Es fácil mostrar que ninguno de los gobiernos progresistas ha cumplido sus promesas más atrevidas. Muchas de las críticas pueden interpretarse como causadas por el incumplimiento a la promesa de cambios profundos. La réplica usual es que esos cambios no ocurren “en cinco minutos”. Para pensar –soñar– con otro futuro se requiere de la memoria.

La experiencia de gobierno –¿o fue el cambio de siglo?– apagó muchos fuegos transformadores: la moderación creció poco a poco en la oposición parlamentaria, como le pasó al Frente Farabundo Martí para la Liberación Nacional (FMLN) salvadoreño –y así lo reconocía en 2005– y/o los tupamaros uruguayos, diluidos en el Movimiento de Participación Popular (MPP) dentro del centroizquierdista Frente Amplio (FA).

Hubo derrotas sangrientas y debates en los gabinetes en el caso del Frente Sandinista de Liberación Nacional (FSLN) nicaragüense y en el del socialismo chileno postallendista, con un deslizamiento hacia el centro e incluso hacia la derecha.
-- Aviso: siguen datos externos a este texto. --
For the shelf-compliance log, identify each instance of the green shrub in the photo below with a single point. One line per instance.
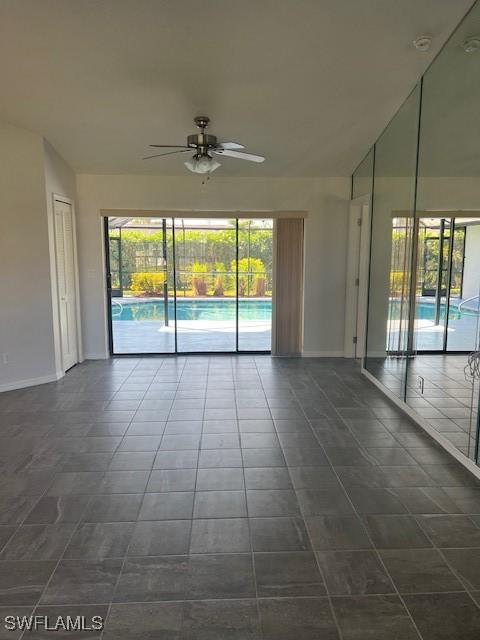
(251, 276)
(147, 284)
(199, 279)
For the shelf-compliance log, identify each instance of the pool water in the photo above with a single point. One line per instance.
(426, 311)
(222, 310)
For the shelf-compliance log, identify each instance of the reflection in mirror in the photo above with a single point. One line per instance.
(447, 277)
(391, 247)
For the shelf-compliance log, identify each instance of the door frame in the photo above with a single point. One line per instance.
(356, 293)
(59, 357)
(106, 214)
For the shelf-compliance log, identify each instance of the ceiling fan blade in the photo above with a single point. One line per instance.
(170, 146)
(238, 154)
(232, 146)
(169, 153)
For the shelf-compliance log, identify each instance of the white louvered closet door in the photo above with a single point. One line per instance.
(66, 283)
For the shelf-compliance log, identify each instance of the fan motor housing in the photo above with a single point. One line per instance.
(202, 140)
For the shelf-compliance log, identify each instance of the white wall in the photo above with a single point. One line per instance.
(26, 330)
(471, 270)
(326, 200)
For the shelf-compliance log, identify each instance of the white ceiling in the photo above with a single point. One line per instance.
(307, 83)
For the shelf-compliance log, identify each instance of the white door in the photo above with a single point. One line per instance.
(65, 255)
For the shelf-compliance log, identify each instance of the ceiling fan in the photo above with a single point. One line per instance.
(204, 145)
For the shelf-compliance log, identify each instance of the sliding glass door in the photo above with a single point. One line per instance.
(189, 285)
(446, 313)
(206, 287)
(255, 251)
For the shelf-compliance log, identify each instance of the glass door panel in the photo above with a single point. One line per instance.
(141, 298)
(255, 255)
(206, 307)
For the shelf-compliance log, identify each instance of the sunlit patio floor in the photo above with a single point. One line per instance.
(193, 335)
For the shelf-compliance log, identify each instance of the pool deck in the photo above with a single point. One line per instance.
(131, 336)
(152, 336)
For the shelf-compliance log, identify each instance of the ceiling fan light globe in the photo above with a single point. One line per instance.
(202, 165)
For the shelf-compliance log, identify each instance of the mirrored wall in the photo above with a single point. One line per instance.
(423, 176)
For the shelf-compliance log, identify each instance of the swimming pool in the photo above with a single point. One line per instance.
(426, 311)
(221, 310)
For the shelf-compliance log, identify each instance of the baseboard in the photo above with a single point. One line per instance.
(30, 382)
(421, 422)
(322, 354)
(96, 356)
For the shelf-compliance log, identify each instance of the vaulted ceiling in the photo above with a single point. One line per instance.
(307, 83)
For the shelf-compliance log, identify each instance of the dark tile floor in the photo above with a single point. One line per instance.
(232, 498)
(449, 400)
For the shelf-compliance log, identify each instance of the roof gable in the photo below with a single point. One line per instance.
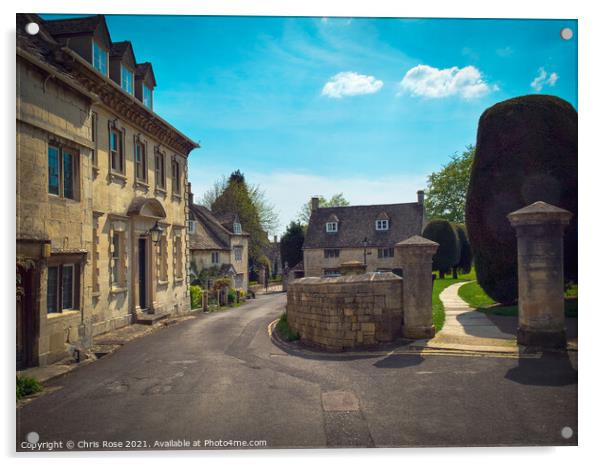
(358, 222)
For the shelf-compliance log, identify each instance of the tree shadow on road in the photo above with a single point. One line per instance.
(553, 369)
(399, 361)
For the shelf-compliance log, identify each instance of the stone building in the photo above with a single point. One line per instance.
(100, 176)
(367, 234)
(218, 245)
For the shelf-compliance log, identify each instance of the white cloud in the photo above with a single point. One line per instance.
(427, 81)
(543, 79)
(350, 83)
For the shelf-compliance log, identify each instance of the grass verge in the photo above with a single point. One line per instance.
(474, 295)
(283, 329)
(27, 386)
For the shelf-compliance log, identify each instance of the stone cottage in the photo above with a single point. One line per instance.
(101, 191)
(367, 234)
(218, 245)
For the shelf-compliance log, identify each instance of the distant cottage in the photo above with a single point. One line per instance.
(218, 243)
(367, 234)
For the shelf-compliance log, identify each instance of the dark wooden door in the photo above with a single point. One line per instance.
(142, 272)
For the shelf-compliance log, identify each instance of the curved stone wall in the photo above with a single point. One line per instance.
(346, 312)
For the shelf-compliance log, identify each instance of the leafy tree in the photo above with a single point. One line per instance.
(268, 218)
(465, 262)
(235, 196)
(291, 244)
(337, 200)
(446, 189)
(448, 253)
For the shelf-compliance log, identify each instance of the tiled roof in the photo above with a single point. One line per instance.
(209, 234)
(358, 222)
(73, 26)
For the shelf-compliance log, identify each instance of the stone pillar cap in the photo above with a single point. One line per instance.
(539, 212)
(417, 241)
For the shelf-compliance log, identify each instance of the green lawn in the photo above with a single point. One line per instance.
(438, 286)
(474, 295)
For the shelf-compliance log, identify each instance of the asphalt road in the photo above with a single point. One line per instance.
(219, 378)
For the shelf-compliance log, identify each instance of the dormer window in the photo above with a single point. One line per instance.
(147, 96)
(332, 227)
(127, 80)
(382, 225)
(99, 57)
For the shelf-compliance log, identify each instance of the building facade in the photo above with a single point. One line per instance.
(367, 234)
(98, 171)
(218, 246)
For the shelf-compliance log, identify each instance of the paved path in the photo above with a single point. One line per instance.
(466, 326)
(218, 377)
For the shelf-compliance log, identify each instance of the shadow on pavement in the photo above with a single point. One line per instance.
(552, 370)
(398, 361)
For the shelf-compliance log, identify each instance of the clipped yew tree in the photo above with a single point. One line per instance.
(465, 261)
(448, 254)
(526, 152)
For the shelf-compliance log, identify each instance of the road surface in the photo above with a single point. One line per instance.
(217, 381)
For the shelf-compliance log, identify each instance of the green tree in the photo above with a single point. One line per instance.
(448, 253)
(465, 261)
(446, 189)
(235, 196)
(337, 200)
(291, 244)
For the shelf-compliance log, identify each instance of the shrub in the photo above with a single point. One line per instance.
(27, 386)
(526, 152)
(283, 329)
(465, 262)
(196, 296)
(448, 253)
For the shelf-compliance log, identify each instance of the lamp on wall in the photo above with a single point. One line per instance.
(156, 232)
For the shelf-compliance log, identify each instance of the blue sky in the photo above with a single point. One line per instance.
(366, 107)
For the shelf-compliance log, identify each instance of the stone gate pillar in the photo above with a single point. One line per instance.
(416, 261)
(540, 230)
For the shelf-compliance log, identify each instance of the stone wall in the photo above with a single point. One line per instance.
(346, 312)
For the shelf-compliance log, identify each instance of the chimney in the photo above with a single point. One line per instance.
(190, 195)
(420, 194)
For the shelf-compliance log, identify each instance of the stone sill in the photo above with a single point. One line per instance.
(64, 314)
(114, 176)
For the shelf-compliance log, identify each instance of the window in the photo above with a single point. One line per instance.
(178, 254)
(63, 172)
(191, 226)
(147, 96)
(116, 150)
(163, 259)
(99, 57)
(62, 290)
(140, 157)
(127, 80)
(332, 227)
(382, 225)
(117, 265)
(384, 253)
(95, 239)
(160, 169)
(94, 138)
(175, 176)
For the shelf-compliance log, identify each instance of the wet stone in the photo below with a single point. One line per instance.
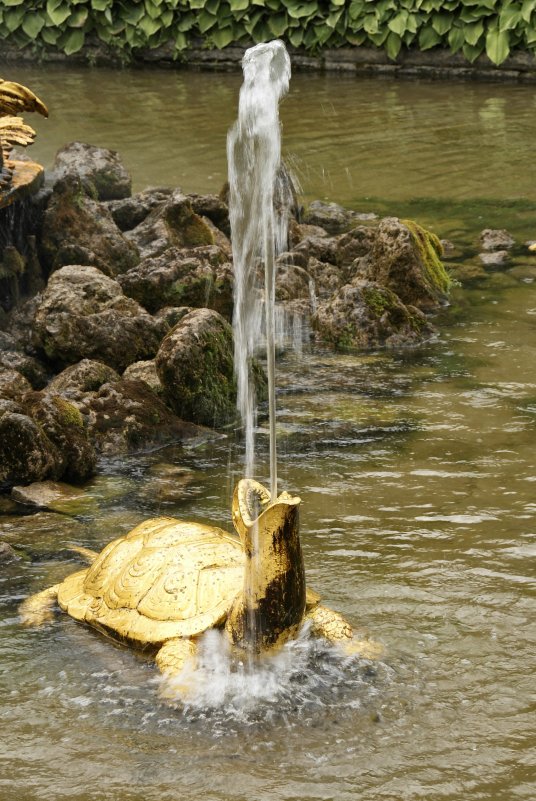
(55, 496)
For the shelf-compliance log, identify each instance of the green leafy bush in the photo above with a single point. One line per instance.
(496, 27)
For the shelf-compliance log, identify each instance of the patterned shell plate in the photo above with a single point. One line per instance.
(166, 578)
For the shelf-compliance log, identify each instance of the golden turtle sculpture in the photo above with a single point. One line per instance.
(167, 581)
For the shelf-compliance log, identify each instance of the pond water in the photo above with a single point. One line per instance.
(416, 470)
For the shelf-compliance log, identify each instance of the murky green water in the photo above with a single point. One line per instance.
(416, 470)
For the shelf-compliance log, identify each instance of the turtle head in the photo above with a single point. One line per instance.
(272, 603)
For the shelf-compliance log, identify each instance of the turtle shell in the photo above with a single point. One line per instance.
(166, 578)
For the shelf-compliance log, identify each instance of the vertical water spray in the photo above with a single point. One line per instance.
(258, 215)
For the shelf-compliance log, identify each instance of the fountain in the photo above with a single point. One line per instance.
(258, 210)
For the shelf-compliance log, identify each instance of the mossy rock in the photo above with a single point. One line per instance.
(195, 366)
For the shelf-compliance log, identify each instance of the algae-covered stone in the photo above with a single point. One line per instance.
(406, 259)
(145, 371)
(364, 315)
(173, 224)
(26, 453)
(83, 314)
(198, 277)
(86, 376)
(56, 497)
(126, 415)
(195, 366)
(13, 385)
(65, 428)
(101, 167)
(78, 230)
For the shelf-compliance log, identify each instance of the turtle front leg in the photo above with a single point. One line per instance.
(38, 608)
(335, 629)
(172, 658)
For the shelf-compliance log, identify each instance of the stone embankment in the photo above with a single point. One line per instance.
(129, 341)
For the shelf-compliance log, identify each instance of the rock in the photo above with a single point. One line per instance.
(26, 453)
(126, 415)
(292, 282)
(79, 230)
(198, 277)
(318, 247)
(495, 258)
(76, 381)
(28, 366)
(333, 218)
(173, 224)
(214, 208)
(56, 497)
(83, 314)
(492, 239)
(13, 385)
(406, 259)
(195, 365)
(468, 273)
(146, 372)
(366, 315)
(102, 167)
(64, 426)
(327, 278)
(131, 211)
(297, 232)
(7, 554)
(356, 244)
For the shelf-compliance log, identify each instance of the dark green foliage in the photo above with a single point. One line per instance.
(494, 27)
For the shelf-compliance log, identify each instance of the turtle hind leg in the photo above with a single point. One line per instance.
(38, 609)
(172, 659)
(335, 629)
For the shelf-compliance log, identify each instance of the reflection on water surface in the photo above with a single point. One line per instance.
(416, 471)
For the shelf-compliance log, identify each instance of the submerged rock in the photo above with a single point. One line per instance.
(492, 239)
(405, 258)
(78, 230)
(13, 385)
(364, 314)
(83, 314)
(195, 365)
(101, 167)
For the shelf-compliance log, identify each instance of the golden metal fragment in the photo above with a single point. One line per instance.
(167, 581)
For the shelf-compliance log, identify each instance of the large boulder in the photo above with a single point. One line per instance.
(198, 277)
(79, 230)
(83, 314)
(77, 380)
(364, 314)
(100, 167)
(172, 224)
(131, 211)
(406, 259)
(45, 438)
(195, 365)
(333, 218)
(126, 415)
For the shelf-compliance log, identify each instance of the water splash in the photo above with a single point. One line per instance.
(305, 677)
(259, 199)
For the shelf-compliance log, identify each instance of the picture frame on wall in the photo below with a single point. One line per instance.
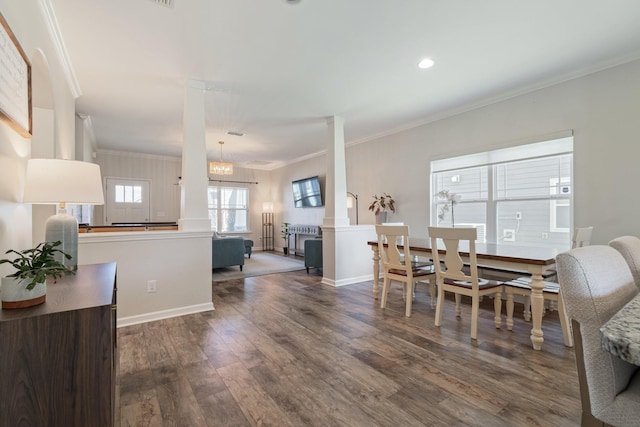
(15, 83)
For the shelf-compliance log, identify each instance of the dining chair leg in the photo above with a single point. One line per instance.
(565, 324)
(475, 309)
(497, 309)
(510, 305)
(432, 291)
(385, 291)
(407, 311)
(439, 306)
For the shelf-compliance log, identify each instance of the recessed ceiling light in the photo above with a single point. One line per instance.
(426, 63)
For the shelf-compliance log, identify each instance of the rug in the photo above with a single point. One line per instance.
(259, 264)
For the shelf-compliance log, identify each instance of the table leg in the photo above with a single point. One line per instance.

Lo mismo le había ocurrido a la socialdemocracia europea cien años antes.

La urgencia de fondos para financiar los gobiernos y las prometidas obras públicas los llevó permanentemente a repetir modelos extractivistas o agroindustriales, tal como les venían asesorando los “expertos” académicos españoles –y algunos franceses, también– y sus empresas benefactoras: llegaron nuevamente vendiendo espejitos de colores.

Pero eso no es lo peor: para justificar sus desplazamientos y traiciones, nuestros progresistas enarbolan el discurso de lo inevitable. A veces, ante la urgencia de evitar derrotas electorales se tolera la corrupción, justificándola en necesidades partidarias, olvidando que la razón de su existencia es justamente para evitarlo. El verso es que los negocios son “necesarios” para evitar la “restauración conservadora”.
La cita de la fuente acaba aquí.